Special collections in the spotlight: reports from OCLC/RLUK and Ithaka S+R
Two reports have recently been published as the outcome of surveys on special collections within research libraries in the UK and the US. Here are some highlights from the findings.
OCLC and RLUK’s Survey of Special Collections and Archives in the UK and Ireland grapples with many of the issues inherent in the management of special collections, ranging from human resources and skills, cataloguing and metadata, outreach, born-digital material and digitisation.
“Perceived pressure to digitise collections comprehensively seems to be ubiquitous” says the RLUK report, and “users expect everything in libraries and archives to be digitised.”
Ithaka S+R’s Appraising our Digital Investment: Sustainability of Digitized Special Collections in ARL Libraries takes up the story where the RLUK study leaves off, and concentrates specifically on the post-digitisation scenario and how academic research libraries are dealing with the sustainability of digitised special collections.
The two studies make an interesting read, as they are complementary in a number of ways:
1) Special collections are recognized as strategically important to institutions: the RLUK report highlights how special collections and archives “play a key role in differentiating each institution from its peers”. This is also echoed by Ithaka’s findings, “over 80% [of respondents] agreed that digitized special collections are critical to our current strategic direction”.
2) Users, however, are not that well served: while RLUK libraries have seen an increase in the number of users of special collections, not much is known about who these users are, which inhibits the potential for impact of those collections. In fact, the ability to do “outreach” activities is seen as one of the most challenging areas for libraries. Along the same lines, Ithaka’s report found that once collections have been digitised, little investment is made in understanding the needs of audiences: 43% of libraries gather analytics, but far less conduct any qualitative research, although this is usually recognised as more useful than just monitoring web analytics.
3) Funding is still the main issue: only 20% of RLUK libraries have a recurring budget for digitisation, while 40% can undertake projects only with special funding, suggesting that while libraries may be able to fund small-scale activity internally, they often require external funding for large projects. On the other hand, the Ithaka study revealed that “Libraries are spending far more in creating new resources than in enhancing current ones”, a situation that is likely to be similar in the UK. So while it is difficult to find funding for large scale digitisation, it is equally problematic to identify support for enhancement and development of existing digital resources.

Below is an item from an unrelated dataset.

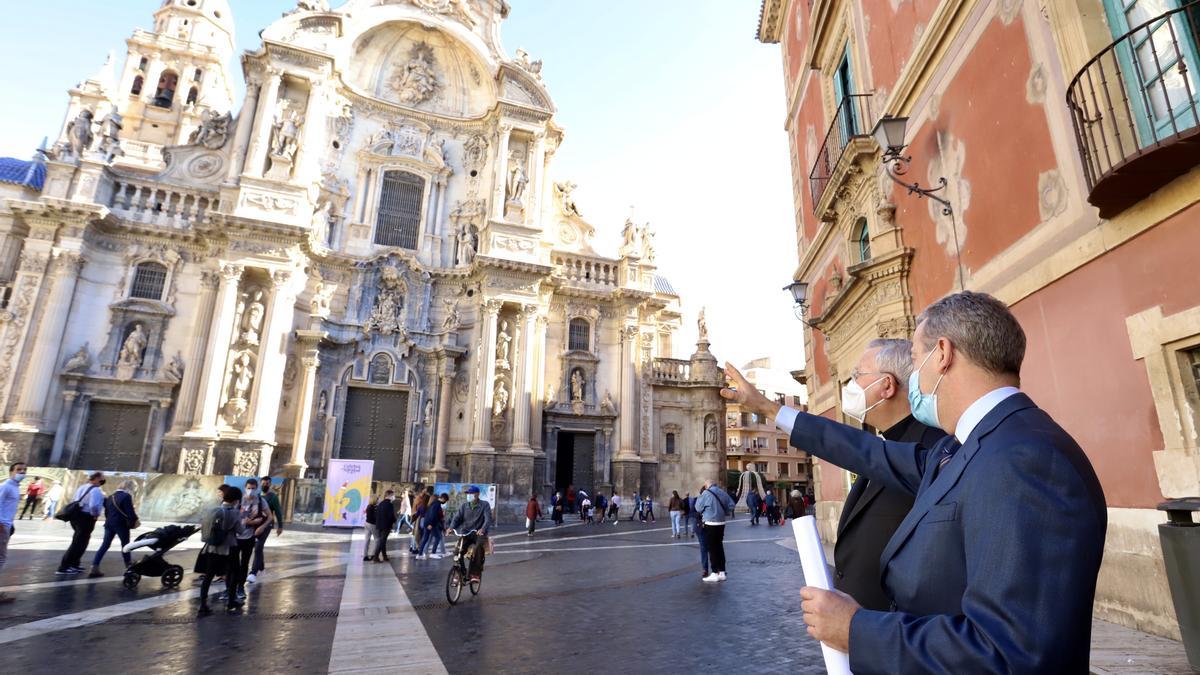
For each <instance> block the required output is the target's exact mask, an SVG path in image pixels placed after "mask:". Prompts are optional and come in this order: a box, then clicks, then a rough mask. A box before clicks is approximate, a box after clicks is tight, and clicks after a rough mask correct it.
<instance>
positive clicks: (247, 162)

4) Sustainability of digitised collections still relies on fairly traditional models: the host institution is principally responsible for this. However, it is able to set aside only limited resources for enhancement and development. The Ithaka study confirms that when institutions engage in successful revenue generation activities (mainly through licencing of content or print on demand), the actual gain made is only on average 21% of the total cost of maintaining the collection in the previous year, and the median only 10%, so a very modest gain, possibly seen as not worth the hassle.
The RLUK study recommends a collective approach to digitisation and sustainability of digitised content which includes:
“…the development of a national strategy for continued digitisation of special collections … sustainable funding strategies and international partners with which to collaborate”, and the “development of cost-effective models for large-scale digitisation of special collections…”
What would this strategy look like? And what models could support it? A few days ago I came across Reveal Digital’s cost recovery=open access model, an approach to large scale digitisation of special collections based on participating libraries subscribing to a collection on a cost recovery basis. Once the cost of producing the digitsed collection has been covered, the collection is made available on open access. Definitely a model worth considering.
The Center for Research Libraries (CRL) has commissioned an independent assessment of the Reveal Digital model highlighting, however, some of the potential risks with this approach.
Reveal Digital is trialling its approach with Independent Voices, an archive of about 1m pages from journals and magazines of the independent press, and is inviting libraries to register their interest in subscribing to this collection over the next six months, so let’s watch this space.